昨年同様に梅若六郎玄祥師(芸術院会員・)、山本東次郎師(人間国宝)にご出演を賜り

さらに本年は宝生閑師(人間国宝)もご出演を賜りまして一日をご堪能頂きます。

 本年の能は「 藤 戸 」 を御覧頂きます。
 平家物語の「藤戸合戦」を典拠とする古典の代表作の一つです。
 戦の折、浅瀬の存在を浦の若者から聞きつけた佐々木盛綱(ワキ)は、浅瀬の秘密を隠す為に若者を殺め、合戦で功をあげ、その後、恩賞に児島を拝領し入部します。その盛綱の元に先の若者の母親が訴訟に訪れ、盛綱は当時の有様を物語り、若者を弔います。
 前シテは子を失った母親。舞としての所作はなく、内面を如何に満たし表すかを求められます。
後シテは殺められた若者。能の多彩な所作での表現にて凄惨な趣を包み込む繊細な役です。

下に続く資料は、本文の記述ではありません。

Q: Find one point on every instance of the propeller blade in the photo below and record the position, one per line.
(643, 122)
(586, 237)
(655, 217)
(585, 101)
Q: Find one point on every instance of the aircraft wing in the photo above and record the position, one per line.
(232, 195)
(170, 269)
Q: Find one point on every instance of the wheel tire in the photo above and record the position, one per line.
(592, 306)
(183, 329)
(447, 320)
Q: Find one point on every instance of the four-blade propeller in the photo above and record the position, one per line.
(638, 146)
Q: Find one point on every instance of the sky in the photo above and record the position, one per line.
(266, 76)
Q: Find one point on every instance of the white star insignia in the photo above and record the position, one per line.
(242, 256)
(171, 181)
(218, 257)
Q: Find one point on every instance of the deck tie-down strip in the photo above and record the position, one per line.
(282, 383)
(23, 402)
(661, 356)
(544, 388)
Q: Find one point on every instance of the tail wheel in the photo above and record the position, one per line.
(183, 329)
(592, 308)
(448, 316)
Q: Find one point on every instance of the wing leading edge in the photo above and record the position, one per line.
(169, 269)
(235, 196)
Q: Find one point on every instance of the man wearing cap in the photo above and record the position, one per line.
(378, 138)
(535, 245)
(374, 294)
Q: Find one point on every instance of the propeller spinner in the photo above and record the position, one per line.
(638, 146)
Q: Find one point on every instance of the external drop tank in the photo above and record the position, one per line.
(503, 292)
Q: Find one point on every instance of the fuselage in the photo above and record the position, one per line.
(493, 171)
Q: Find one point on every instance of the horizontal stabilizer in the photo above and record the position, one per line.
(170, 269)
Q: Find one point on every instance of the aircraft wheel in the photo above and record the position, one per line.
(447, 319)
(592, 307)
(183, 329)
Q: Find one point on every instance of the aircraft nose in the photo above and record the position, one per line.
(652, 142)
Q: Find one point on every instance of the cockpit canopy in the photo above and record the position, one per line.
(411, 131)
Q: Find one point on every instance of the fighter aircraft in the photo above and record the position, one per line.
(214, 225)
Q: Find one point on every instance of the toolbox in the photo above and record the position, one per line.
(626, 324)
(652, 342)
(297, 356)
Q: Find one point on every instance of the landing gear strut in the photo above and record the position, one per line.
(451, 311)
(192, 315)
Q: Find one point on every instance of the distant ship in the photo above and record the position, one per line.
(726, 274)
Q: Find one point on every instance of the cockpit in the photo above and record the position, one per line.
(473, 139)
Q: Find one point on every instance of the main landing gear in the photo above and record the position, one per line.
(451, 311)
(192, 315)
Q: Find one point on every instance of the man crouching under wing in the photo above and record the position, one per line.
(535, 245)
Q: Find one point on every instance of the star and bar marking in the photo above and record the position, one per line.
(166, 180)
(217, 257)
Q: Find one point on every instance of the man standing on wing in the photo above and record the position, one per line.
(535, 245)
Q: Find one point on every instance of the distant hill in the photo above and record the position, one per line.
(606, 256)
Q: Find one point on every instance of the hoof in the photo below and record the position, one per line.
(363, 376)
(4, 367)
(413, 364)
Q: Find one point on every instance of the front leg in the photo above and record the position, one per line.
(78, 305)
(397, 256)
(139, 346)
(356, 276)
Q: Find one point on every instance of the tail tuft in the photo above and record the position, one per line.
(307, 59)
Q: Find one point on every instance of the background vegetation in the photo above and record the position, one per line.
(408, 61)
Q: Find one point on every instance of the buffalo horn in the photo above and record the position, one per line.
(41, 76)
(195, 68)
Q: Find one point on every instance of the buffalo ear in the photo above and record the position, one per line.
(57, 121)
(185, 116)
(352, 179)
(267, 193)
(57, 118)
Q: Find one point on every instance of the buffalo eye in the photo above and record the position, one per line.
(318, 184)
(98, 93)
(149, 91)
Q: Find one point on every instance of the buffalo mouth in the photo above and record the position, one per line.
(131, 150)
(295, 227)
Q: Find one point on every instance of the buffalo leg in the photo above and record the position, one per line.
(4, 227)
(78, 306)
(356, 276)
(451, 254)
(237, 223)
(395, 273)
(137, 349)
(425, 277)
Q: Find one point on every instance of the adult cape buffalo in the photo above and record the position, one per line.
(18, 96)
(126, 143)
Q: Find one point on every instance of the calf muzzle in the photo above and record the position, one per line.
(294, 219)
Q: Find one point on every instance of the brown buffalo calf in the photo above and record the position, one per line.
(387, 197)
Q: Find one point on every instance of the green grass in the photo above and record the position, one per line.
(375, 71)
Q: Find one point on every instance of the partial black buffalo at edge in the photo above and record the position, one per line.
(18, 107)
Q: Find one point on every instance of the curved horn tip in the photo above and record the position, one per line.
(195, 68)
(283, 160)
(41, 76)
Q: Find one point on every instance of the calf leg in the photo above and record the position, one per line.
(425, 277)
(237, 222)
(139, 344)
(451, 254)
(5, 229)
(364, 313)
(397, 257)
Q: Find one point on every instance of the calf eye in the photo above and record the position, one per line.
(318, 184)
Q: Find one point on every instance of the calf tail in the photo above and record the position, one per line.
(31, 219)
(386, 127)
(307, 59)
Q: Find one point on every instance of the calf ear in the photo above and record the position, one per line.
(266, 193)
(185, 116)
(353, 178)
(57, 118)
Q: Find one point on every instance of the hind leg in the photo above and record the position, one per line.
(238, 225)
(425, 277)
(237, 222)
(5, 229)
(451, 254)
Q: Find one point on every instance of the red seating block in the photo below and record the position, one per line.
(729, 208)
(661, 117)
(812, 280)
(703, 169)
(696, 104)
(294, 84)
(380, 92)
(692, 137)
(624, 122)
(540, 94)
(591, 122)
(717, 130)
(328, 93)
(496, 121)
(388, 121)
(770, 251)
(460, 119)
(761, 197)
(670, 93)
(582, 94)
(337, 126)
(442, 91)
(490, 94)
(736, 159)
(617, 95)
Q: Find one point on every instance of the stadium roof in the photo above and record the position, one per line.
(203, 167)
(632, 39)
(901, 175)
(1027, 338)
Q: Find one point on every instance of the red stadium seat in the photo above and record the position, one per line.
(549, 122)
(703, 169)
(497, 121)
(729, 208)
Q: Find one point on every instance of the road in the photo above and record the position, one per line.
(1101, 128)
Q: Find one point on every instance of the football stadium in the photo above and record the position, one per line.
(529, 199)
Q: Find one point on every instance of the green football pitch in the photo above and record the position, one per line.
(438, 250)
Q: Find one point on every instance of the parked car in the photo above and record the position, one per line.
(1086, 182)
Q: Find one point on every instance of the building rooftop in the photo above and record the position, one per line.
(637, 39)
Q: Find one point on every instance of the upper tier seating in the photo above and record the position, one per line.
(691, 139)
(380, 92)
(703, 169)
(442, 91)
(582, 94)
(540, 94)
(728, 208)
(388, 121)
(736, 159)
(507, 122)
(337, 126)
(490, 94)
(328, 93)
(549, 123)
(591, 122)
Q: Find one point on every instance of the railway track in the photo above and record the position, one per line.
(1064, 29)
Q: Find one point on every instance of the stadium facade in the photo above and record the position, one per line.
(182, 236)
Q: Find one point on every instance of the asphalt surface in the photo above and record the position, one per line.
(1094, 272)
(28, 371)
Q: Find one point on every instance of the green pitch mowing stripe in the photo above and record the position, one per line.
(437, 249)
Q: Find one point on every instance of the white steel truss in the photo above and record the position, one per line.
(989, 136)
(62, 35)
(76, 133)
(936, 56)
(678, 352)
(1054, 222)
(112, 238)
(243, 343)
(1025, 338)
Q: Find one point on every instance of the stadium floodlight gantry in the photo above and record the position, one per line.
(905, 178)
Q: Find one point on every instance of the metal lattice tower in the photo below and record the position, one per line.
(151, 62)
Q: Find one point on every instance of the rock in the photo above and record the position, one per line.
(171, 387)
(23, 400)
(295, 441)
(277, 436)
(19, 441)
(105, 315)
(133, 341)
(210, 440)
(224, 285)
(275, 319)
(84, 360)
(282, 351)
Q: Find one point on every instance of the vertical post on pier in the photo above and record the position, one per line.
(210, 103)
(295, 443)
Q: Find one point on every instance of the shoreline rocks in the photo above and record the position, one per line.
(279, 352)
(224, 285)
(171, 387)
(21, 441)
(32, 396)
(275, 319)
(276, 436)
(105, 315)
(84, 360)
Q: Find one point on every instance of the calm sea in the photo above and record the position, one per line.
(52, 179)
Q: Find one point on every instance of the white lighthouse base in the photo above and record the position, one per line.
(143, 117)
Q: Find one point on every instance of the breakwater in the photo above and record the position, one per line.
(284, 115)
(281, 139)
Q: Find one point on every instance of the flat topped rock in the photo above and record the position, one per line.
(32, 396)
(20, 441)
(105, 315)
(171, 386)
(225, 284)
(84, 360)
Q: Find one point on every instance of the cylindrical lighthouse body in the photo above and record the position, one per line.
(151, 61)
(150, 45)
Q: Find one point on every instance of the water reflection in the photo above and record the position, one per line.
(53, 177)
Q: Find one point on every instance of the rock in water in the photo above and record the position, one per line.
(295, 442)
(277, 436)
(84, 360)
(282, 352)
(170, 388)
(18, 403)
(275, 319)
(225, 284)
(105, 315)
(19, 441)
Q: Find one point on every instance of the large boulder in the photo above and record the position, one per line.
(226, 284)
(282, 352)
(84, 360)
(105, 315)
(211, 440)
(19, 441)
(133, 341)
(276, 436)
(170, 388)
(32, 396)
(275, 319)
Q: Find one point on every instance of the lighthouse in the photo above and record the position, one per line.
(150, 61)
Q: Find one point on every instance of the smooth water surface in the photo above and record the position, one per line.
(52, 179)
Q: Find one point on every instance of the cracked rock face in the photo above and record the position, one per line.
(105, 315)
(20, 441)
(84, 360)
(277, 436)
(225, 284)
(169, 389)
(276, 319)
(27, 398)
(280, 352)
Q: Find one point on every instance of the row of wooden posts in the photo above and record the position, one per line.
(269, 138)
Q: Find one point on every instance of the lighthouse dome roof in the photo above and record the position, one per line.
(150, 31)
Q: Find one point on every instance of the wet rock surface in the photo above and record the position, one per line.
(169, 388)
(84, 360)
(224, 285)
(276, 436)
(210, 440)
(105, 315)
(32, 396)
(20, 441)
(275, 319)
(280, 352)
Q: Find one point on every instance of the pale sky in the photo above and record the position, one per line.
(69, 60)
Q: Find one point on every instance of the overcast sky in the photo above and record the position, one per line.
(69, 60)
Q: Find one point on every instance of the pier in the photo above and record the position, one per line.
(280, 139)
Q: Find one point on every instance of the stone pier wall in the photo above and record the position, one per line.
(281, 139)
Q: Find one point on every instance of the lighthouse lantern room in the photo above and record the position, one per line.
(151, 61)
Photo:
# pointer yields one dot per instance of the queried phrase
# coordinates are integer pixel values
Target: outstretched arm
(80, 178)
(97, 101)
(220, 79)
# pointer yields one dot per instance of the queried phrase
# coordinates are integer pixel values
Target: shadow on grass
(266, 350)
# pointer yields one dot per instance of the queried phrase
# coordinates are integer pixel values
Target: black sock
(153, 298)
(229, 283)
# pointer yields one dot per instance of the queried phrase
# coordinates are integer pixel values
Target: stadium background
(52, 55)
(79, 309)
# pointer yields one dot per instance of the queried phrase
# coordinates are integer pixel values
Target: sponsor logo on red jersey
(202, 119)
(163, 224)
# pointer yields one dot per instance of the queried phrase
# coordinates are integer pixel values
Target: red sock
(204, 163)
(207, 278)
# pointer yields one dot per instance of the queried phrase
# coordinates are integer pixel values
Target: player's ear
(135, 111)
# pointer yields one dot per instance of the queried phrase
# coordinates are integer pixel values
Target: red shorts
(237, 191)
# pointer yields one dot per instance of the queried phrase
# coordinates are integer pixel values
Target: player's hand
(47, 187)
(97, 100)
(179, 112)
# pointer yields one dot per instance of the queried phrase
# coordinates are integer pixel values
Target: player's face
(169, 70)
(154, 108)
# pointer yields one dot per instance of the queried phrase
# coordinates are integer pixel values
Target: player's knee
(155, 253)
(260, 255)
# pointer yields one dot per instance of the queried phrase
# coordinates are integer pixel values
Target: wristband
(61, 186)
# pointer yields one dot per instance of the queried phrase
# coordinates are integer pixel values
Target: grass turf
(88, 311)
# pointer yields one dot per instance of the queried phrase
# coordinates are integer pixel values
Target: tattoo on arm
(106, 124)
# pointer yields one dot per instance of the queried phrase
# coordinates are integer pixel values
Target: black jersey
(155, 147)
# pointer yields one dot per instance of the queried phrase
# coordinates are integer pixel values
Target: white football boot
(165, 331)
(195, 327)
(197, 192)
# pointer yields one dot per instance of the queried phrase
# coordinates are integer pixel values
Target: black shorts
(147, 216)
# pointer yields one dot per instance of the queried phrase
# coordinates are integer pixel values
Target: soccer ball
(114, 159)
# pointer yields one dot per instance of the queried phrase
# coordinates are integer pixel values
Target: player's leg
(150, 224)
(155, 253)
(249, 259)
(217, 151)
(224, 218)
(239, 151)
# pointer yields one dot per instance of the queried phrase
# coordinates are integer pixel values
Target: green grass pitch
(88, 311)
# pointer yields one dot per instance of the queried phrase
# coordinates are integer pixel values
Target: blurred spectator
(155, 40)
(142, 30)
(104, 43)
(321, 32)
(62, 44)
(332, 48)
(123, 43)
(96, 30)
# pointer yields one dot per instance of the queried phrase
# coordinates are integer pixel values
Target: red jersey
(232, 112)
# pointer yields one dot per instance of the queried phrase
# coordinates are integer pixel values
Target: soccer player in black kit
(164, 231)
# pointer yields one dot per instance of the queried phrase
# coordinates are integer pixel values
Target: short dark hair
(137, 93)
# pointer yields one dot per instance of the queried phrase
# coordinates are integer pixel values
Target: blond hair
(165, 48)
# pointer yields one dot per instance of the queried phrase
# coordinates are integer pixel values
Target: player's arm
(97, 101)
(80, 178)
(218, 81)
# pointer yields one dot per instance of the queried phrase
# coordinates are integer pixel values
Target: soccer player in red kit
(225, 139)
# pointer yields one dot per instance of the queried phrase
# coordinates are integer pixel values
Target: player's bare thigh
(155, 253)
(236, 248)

 物語を読むと、戦禍での民間人の落命から「反戦」を連想させる能として受け止められますが演出面には、盛綱自身による当時の様子の独白と、その後に弔いをさせる構成となっており、いわば「冥福を祈る」ことに重きを据えた「救い」の一曲です。
 また、狂言・仕舞も充実した一日です。是非ともご高覧賜りたく、ご案内申し上げます。
ご多忙の事とは存じますが、皆様のご来場を心よりお待ち申し上げます。